Vocab counts for class weights

I have a model with self.loss = torch.nn.CrossEntropyLoss(weight=weight) set in the __init__ method. I’m hoping that setting these weights will help address the class imbalance in the data. To calculate the weights, I’m currently starting with labels_with_counts = list(self.vocab._retained_counter["labels"].items()), but the hackiness of this solution caught up with me. Once I train the model and want to run a predictor or evaluator, that _retained_counter is no longer available for the loaded vocabulary (https://github.com/allenai/allennlp/blob/master/allennlp/data/vocabulary.py#L717). Is there “built-in” way to get these counts, or is this the kind of thing I’d be better off calculating externally as something like a data-pre-processing step and loading in from a file or config?

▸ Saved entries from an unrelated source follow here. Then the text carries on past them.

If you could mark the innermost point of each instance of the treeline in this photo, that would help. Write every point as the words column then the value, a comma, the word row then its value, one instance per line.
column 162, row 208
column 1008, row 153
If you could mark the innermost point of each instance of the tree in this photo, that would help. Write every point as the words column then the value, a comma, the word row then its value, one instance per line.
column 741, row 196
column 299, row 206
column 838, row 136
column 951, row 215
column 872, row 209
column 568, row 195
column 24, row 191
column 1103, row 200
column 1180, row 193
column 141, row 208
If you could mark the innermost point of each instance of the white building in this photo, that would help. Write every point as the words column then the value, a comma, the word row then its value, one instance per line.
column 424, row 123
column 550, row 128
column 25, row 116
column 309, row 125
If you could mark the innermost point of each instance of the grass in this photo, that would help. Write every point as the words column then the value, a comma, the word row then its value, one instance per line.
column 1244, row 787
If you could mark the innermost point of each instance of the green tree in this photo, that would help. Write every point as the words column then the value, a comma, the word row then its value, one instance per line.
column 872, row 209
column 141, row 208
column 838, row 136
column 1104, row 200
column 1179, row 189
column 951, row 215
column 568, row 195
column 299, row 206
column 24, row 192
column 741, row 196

This kind of thing has been on our wish list for a long time, but we don’t currently have a good mechanism of handling it. There are two main problems: (1) how do we pass global dataset statistics or other parameters to the model? And (2) how do we save this reliably in the model archive so that it gets loaded correctly at test time? We don’t currently have solutions for either of these, though contributions for them would be welcome.

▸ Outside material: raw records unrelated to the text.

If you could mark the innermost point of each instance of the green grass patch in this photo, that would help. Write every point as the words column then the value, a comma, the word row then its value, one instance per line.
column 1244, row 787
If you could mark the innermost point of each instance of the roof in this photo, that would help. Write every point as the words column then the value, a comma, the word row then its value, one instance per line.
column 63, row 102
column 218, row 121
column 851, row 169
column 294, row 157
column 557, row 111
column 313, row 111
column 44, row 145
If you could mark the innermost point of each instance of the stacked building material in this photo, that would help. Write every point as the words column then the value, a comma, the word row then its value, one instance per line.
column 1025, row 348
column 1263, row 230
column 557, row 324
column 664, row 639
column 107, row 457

Oh, and sorry, yeah, the best way currently is to pre-compute it in a data processing step, then pass it in as a parameter to the model. Ugly, but that’s what you have to do right now.

Cool–thanks for the quick reply!

If we’re only concerned with label weights when computing the training loss, would it be possible to encapsulate the loss computation in forward() with if self.training: and still use this approach?